According to Obama in his memoir, “Joe weighed in against the raid,” The Guardian reported:

Biden has said that during group discussion of whether to order the raid, he advised Obama to take more time, saying: “Don’t go.” He has also said he subsequently told Obama to “follow your instincts”. 

In his memoir, Obama echoes the accounts of other senior aides present in the White House Situation Room nine years ago who have said Biden counselled caution. 

Like the defense secretary, Robert Gates, Obama writes, Biden was concerned about “the enormous consequences of failure” and counselled that the president “should defer any decision until the intelligence community was more certain that bin Laden was in the compound”. 

Minutes after the Blinken interview, Tapper interviewed Rep. Michael McCaul (R-TX) who said both he and former U.S. Ambassador to Afghanistan Ryan Crocker both assessed the situation. He stated: “We think it’s going to be worse than Saigon.”  

https://twitter.com/CNNPolitics/status/1426907556644073478 

Blinken reiterated his attempts to downplay comparisons to Saigon on ABC’s This Weekstating  that “This is manifestly not Saigon.”

Later that day, CNN Newsroom played Blinken’s two denials before asking presidential historian Tim Naftali if it was fair to compare the 2021 collapse of Kabul to the withdrawal of Saigon in 1975.  

“It’s a very fair comparison,” Naftali said. “For the last 10 years, our government has been trying to figure out what our mission should be, how to declare victory” 

“What Joe Biden did was that he remembered a debate he had with President Obama when he was vice president” over withdrawing U.S. military presence from Afghanistan. “He lost that debate.
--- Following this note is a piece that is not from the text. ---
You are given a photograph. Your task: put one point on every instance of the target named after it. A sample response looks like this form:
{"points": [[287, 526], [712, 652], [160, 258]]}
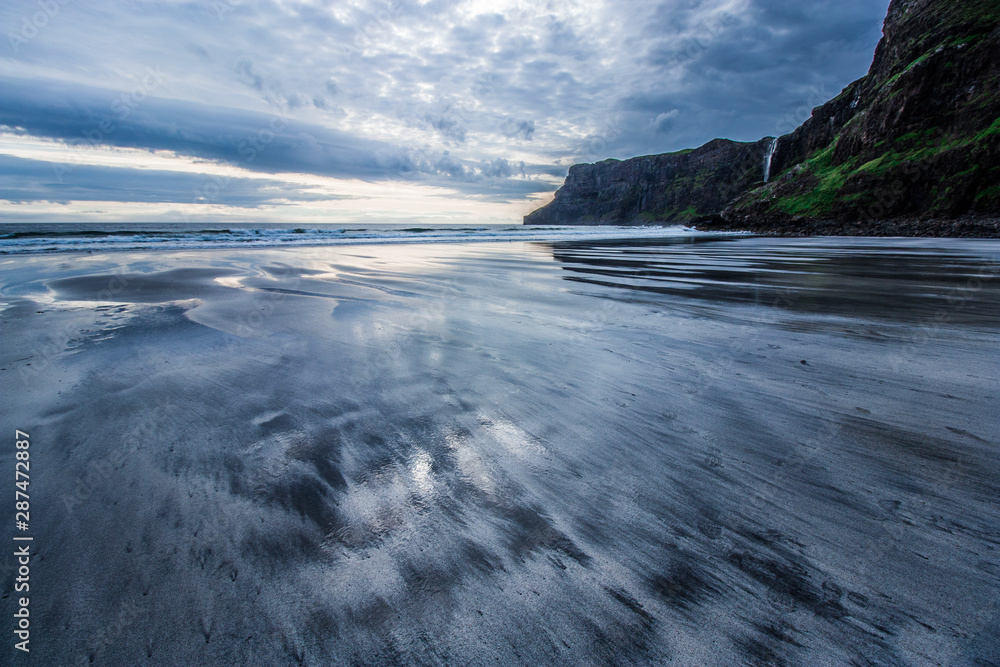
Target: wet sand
{"points": [[735, 451]]}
And so as president, he decided to close down a mission he didn’t believe in anymore. The problem is, what about the implications?” 

“If Afghanistan returns to being a safe haven for Islamists, what have we spent 20 years doing there?” Naftali asked. “Yes, we beat al-Qaeda — we beat that generation of al-Qaeda. But there is another generation — which we saw with ISIS — of Islamists who are willing to do harm to the rest of the world. Are they going to find a home in the Taliban controlled Afghanistan?” 

“If that occurs,” he continued, “this is the Saigon moment for President Biden,” adding that Afghanistan will become Biden’s “legacy” and “an albatross around his neck for the rest of time.”